Tanggung jawab Pertamina dalam peristiwa itu sudah diatur dalam pasal 53 Undang-Undang No.32/2009 tentang Perlindungan dan Pengelolaan Lingkungan Hidup (PPLH), pasal 15 dan 16 Peraturan Pemerintah No.19/1999 tentang Pengendalian Pencemaran dan/atau Perusakan Laut, dan pasal 11 Peraturan Presiden No.109/2006 tentang Penanggulangan Keadaan Darurat Tumpahan Minyak di Laut.

Sementara itu, Kepala Divisi Pesisir dan Maritim Indonesian Center for Enviromental Law (ICEL) Ohiongyi Marino menyebutkan, kesalahan Pertamina dalam peristiwa tersebut, adalah tidak adanya peringatan kepada masyarakat pesisir Karawang untuk menghindari area tumpahan minyak. Padahal, peringatan tersebut menjadi amanah dari UU 32/2009 tentang PPLH.

“Sesuai pasal 53 UU 32/2009, Pertamina diwajibkan untuk melaksanakan isolasi area, penghentian sumber pencemaran, dan cara lainnya,” ungkapnya.

Atas kelalaian tersebut, ICEL mendesak Pertamina bersama-sama dengan Pemerintah untuk melakukan pemeriksaan kesehatan terhadap masyarakat pesisir yang terdampak peristiwa tersebut, terutama masyarakat yang ada di pesisir Karawang. Pemeriksaan itu wajib dilakukan, karena mereka terlanjur terkontaminasi minyak mentah yang berpotensi bisa mengganggu kesehatan.

Selain penanggulangan, Marino mengatakan, berdasarkan Pasal 54 UU PPLH, Pertamina berkewajiban melakukan upaya pemulihan dengan terlebih dahulu menyusun rencana pemulihan yang mendapat persetujuan dari Pemerintah. Juga, upaya penanggulangan dan pemulihan harus dibuka secara transparan kepada publik dengan target masyarakat Pesisir Karawang.

“Karena masyarakat pesisir Karawang adalah pemangku kepentingan utama di daerah situ,” pungkas dia.

 

Ceceran limbah padat B3 dari tumpahan minyak yang berasal dari semburan sumur minyak lepas pantai millik PT Pertamina Hulu Energi Offshore North West Java (PHE ONWJ) di perairan Karawang, Jabar, pada Juli 2019. Foto : KIARA/Mongabay Indonesia

 

Operasi Darurat Pertamina

Sebelumnya PT Pertamina (Persero) telah menyatakan keadaan darurat operasi dalam penanganan kebocoran minyak dan gas di sekitar anjungan lepas pantai YYA-1 milik PHE ONWJ.

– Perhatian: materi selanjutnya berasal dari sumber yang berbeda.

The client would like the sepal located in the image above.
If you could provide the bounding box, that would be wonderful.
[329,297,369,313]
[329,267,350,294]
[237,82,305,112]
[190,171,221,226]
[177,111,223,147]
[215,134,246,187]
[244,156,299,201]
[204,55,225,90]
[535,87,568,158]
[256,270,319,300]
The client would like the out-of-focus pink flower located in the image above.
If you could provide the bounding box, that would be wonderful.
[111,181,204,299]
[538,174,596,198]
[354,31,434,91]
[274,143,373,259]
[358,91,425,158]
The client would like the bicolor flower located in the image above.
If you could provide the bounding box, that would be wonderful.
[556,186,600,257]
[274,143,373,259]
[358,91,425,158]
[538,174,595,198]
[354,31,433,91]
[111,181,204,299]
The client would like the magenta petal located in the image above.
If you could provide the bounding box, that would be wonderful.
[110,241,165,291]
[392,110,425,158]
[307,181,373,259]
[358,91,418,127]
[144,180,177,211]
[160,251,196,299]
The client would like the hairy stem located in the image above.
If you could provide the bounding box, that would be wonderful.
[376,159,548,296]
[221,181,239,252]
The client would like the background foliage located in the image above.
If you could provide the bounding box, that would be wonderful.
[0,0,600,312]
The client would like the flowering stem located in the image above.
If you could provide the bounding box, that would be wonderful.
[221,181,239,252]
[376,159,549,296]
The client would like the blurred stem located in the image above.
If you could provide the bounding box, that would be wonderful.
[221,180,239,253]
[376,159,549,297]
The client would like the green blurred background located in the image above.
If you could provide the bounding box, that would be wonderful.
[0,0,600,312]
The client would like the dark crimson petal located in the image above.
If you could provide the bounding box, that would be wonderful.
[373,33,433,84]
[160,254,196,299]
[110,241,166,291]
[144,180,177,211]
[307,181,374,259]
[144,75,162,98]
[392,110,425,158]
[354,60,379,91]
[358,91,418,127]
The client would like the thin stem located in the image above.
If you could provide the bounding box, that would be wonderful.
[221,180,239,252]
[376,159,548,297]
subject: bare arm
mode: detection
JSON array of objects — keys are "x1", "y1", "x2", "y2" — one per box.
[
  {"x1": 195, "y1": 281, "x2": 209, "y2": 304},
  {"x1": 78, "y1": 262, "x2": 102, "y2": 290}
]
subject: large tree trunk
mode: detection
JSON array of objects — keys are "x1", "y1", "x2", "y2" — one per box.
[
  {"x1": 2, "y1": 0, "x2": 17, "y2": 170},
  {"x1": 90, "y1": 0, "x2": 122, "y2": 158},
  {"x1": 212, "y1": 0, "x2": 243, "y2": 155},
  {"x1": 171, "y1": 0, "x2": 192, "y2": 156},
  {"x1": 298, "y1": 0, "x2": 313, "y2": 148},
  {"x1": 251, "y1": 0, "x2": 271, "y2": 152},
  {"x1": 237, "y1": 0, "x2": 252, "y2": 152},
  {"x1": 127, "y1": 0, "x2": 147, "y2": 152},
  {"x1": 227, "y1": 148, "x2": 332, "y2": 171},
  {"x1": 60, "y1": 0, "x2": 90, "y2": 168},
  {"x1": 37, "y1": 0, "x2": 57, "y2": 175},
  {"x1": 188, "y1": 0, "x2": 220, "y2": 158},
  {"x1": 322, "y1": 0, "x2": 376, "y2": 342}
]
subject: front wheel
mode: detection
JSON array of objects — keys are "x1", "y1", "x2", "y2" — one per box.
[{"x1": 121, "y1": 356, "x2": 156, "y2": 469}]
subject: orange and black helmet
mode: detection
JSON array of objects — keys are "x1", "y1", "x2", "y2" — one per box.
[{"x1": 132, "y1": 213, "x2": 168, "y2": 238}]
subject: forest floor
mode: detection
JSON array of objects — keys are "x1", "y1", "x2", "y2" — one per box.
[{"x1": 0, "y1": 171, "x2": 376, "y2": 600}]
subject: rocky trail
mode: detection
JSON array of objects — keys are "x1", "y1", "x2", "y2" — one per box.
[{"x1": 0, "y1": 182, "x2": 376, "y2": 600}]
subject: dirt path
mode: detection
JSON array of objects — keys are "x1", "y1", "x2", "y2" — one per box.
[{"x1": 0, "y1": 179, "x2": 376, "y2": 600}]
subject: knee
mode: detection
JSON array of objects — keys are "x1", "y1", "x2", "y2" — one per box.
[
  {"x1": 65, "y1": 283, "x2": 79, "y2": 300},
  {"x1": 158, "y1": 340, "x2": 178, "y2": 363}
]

Direktur Hulu Pertamina Dharmawan H Samsu seperti dikutip dari tirto.id menjelaskan Pertamina telah membentuk Incident Management Team (Crisis Team) di Jakarta dan di Karawang, yang bertugas menangani tumpahan minyak, penanganan gas dengan spray, pengeboran untuk mematikan sumur, serta penanganan di anjungan.

Untuk itu, Pertamina juga telah memobilisasi 29 kapal, 3.500 meter oil boom offshore, 3.000 meter oil boom shoreline, dan 700 meter fishnet di pesisir pantai terdampak.

Menurut Dharmawan, untuk menghentikan sumber gas dan oil spill dengan cara mematikan sumur YYA-1, diperkirakan memerlukan waktu sekitar 8 minggu sejak hari ini atau 10 minggu sejak dinyatakan kondisi darurat.

“Demi memaksimalkan penanganan sumur YYA-1, saat ini Pertamina telah melibatkan Boot & Coots, perusahaan dari AS yang memiliki proven experience dalam kasus serupa dengan skala yang lebih besar, seperti di Gulf of Mexico,” ujar Dharmawan dalam konferensi pers di kantor pusat Pertamina, Jumat (26/7/2019).